Bisogna avere un atteggiamento autorevole che renda partecipe e protagonista il bambino, il che significa motivare i limiti postigli e spiegare il significato e le finalità dei doveri attribuitigli, è necessario responsabilizzarlo fin da piccolo coinvolgendolo nella vita familiare facendoli svolgere mansioni adatte alla sua età, responsabilizzandolo sull’uso del denaro ed abituandolo in tal modo progressivamente a gestirsi in modo autonomo. Essere “viziati” significa essere infelici, incapaci di far fronte alle situazioni. La dipendenza sviluppa anaffettività, risentimenti e rimpianti; L’indipendenza, al contrario, rafforzando l’autostima e la sicurezza derivanti dal sapersi gestire, rende sinceri l’affetto e l’amore perché non li vincola ai bisogni egoistici.
Un altro insegnamento vincente è quello della gestione delle emozioni, vi ci educa con il teatro, con i giochi di ruolo in piccoli gruppi, con l’ausilio di procedure cognitive, esistono una molteplicità di strumenti al riguardo, persino dei videogiochi ad hoc.
E’ fondamentale anche insegnare una comunicazione efficiente, anche in questo ambito le “offerte formative” valide sono numerose.
Essere consapevoli dei propri punti di forza e delle proprie debolezze rafforza una autostima produttiva che spinge a chiedere aiuto senza sentirsi svalorizzati.
Le caratteristiche principali adatte ad incrementare la resilienza, sono così riassunte da Goldstein:
1. Insegnare l’empatia praticandola
2. Insegnare la responsabilità incoraggiando la partecipazione
3. Insegnare a prendere decisioni modellando soluzioni dei problemi che promuovano l’autodisciplina (Aiutare il bambino a inquadrare il problema chiedendogli: “Qual è il problema? Che opzioni hai? Come puoi dividerli in passi?” Man mano che il bambino sviluppa l’interesse ed il coinvolgimento incrementa l’autodisciplina).

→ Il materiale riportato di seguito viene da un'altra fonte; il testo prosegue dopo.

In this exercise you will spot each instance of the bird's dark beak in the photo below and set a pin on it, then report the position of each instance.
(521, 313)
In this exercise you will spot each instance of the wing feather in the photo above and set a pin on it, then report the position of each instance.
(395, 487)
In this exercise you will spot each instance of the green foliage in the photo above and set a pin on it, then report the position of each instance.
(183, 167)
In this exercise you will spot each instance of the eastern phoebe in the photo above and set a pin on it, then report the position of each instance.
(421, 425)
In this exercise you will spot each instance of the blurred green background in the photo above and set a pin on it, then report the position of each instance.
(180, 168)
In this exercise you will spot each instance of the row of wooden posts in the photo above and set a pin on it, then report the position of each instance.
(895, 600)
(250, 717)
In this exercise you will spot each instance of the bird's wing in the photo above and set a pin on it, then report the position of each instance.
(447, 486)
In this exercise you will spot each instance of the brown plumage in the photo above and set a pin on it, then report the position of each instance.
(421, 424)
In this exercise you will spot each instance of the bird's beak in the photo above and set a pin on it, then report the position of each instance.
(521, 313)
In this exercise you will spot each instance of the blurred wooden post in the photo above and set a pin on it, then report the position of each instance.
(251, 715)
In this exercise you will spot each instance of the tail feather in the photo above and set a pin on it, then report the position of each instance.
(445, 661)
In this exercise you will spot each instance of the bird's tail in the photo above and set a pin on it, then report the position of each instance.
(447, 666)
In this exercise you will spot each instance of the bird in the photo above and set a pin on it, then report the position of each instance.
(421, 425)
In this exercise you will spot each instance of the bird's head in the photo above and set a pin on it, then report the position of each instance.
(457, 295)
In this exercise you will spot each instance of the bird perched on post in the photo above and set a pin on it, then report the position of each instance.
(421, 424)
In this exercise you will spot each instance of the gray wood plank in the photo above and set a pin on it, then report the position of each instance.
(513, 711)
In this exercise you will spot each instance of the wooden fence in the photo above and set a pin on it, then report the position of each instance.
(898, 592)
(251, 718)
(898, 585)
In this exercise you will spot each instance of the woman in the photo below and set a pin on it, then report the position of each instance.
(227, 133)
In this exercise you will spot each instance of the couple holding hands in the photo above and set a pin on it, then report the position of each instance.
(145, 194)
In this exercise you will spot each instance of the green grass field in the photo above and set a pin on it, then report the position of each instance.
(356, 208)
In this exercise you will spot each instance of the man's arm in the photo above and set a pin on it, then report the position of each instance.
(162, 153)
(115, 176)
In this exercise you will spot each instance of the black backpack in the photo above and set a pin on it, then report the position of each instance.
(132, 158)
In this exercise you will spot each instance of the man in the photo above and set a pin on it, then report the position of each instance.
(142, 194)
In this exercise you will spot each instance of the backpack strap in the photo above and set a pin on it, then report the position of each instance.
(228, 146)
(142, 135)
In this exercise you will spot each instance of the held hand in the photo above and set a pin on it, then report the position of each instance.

4. Insegnare l’ottimismo offrendo incoraggiamento. Quando si dà un riscontro iniziare sempre con una critica costruttiva che metta in risalto il lato positivo delle cose, al contrario spesso si instaura quello che Goldestein definisce la “danza disfunzionale” usando risposte negative e coercitive ai comportamenti indesiderabili dei bambini
5. Insegnare la competenza fornendo opportunità di fare pratica. Tutti i bambini hanno bisogno di “isole di competenza” speciali, abilità e talenti da usare per progredire nella vita.
La “prevenzione” primaria dei comportamenti, che significa creare le condizioni affinché ognuno si sviluppi al massimo delle proprie potenzialità, non esclude quella secondaria, ossia il recupero delle situazioni disfunzionali con degli interventi riabilitativi.
La situazione emergenziale della microcriminalità e di fatti efferati, esasperati strumentalmente dai mass media, stanno purtroppo portando ad una deriva cinica e forcaiola che mette sullo stesso piano l’inefficienza del sistema giudiziario con i propositi riabilitativi volti a non identificare il crimine con il criminale e ad approntare le condizioni perché un comportamento asociale non si trasformi in una condanna al disfacimento fisico-morale dell’individuo.